Rueangket Ploywarong, Rittiluechai Kristsanamon, Prayote Akara
Department of Obstetrics and Gynecology, Phramongkutklao Hospital, Bangkok, Thailand.
Department of Computer and Information Science, Faculty of Applied Science, King Mongkut's University of Technology North Bangkok, Bangkok, Thailand.
Front Med (Lausanne). 2022 Sep 23;9:976829. doi: 10.3389/fmed.2022.976829. eCollection 2022.
Ectopic pregnancy (EP) is well known for its critical maternal outcome. Early detection could make the difference between life and death in pregnancy. Our aim was to make a prompt diagnosis before the rupture occur. Thus, the predictive analytical models using both conventional statistics and machine learning (ML) methods were studied.
A retrospective cohort study was conducted on 407 pregnancies with unknown location (PULs): 306 PULs for internal validation and 101 PULs for external validation, randomized with a nested cross-validation technique. Using a set of 22 study features based on clinical factors, serum marker and ultrasound findings from electronic medical records, analyzing with neural networks (NNs), decision tree (DT), support vector machines (SVMs), and a statistical logistic regression (LR). Diagnostic performances were compared with the area under the curve (ROC-AUC), including sensitivity and specificity for decisional use.
Comparing model performance (internal validation) to predict EP, LR ranked first, with a mean ROC-AUC ± SD of 0.879 ± 0.010. In testing data (external validation), NNs ranked first, followed closely by LR, SVMs, and DT with average ROC-AUC ± SD of 0.898 ± 0.027, 0.896 ± 0.034, 0.882 ± 0.029, and 0.856 ± 0.033, respectively. For clinical aid, we report sensitivity of mean ± SD in LR: 90.20% ± 3.49%; SVM: 89.79% ± 3.66%; DT: 89.22% ± 4.53%; and NNs: 86.92% ± 3.24%, consecutively. However, specificity ± SD was ranked by NNs, followed by SVMs, LR, and DT, which were 82.02 ± 8.34%, 80.37 ± 5.15%, 79.65% ± 6.01%, and 78.97% ± 4.07%, respectively.
Both statistics and the ML model could achieve satisfactory predictions for EP. In model learning, the highest ranked model was LR, showing that EP prediction might possess linear or causal data pattern.

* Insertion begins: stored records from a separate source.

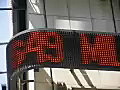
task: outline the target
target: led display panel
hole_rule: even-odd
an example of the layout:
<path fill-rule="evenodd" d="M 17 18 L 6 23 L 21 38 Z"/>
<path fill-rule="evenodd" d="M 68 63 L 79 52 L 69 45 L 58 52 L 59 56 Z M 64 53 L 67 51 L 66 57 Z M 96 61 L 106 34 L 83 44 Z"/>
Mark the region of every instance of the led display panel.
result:
<path fill-rule="evenodd" d="M 120 70 L 120 35 L 26 30 L 7 46 L 8 72 L 39 67 Z"/>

However, in new testing data, NNs could overcome statistics. This highlights the potency of ML in solving complicated problems with various patterns, while overcoming generalization error of data.
异位妊娠(EP)因其对孕产妇的严重后果而广为人知。早期检测可能决定妊娠结局的生死。我们的目标是在破裂发生前做出快速诊断。因此,研究了使用传统统计方法和机器学习(ML)方法的预测分析模型。
对407例妊娠部位不明(PULs)的病例进行回顾性队列研究:306例用于内部验证,101例用于外部验证,采用嵌套交叉验证技术进行随机分组。基于临床因素、血清标志物和电子病历中的超声检查结果,使用一组22个研究特征,通过神经网络(NNs)、决策树(DT)、支持向量机(SVMs)和统计逻辑回归(LR)进行分析。将诊断性能与曲线下面积(ROC-AUC)进行比较,包括用于决策的敏感性和特异性。
比较预测EP的模型性能(内部验证),LR排名第一,平均ROC-AUC±SD为0.879±0.010。在测试数据(外部验证)中,NNs排名第一,其次是LR、SVMs和DT,平均ROC-AUC±SD分别为0.898±0.027、0.896±0.034、0.882±0.029和0.856±0.033。对于临床辅助,我们报告LR的平均±SD敏感性为:90.20%±3.49%;SVM:89.79%±3.66%;DT:89.22%±4.53%;NNs:86.92%±3.24%。然而,特异性±SD的排名依次为NNs、SVMs、LR和DT,分别为82.02±8.34%、80.37±5.15%、79.65%±6.01%和78.97%±4.07%。
统计方法和ML模型对EP都能实现令人满意的预测。在模型学习中,排名最高的模型是LR,表明EP预测可能具有线性或因果数据模式。然而,在新的测试数据中,NNs可以超越统计方法。这突出了ML在解决具有各种模式的复杂问题以及克服数据泛化误差方面的潜力。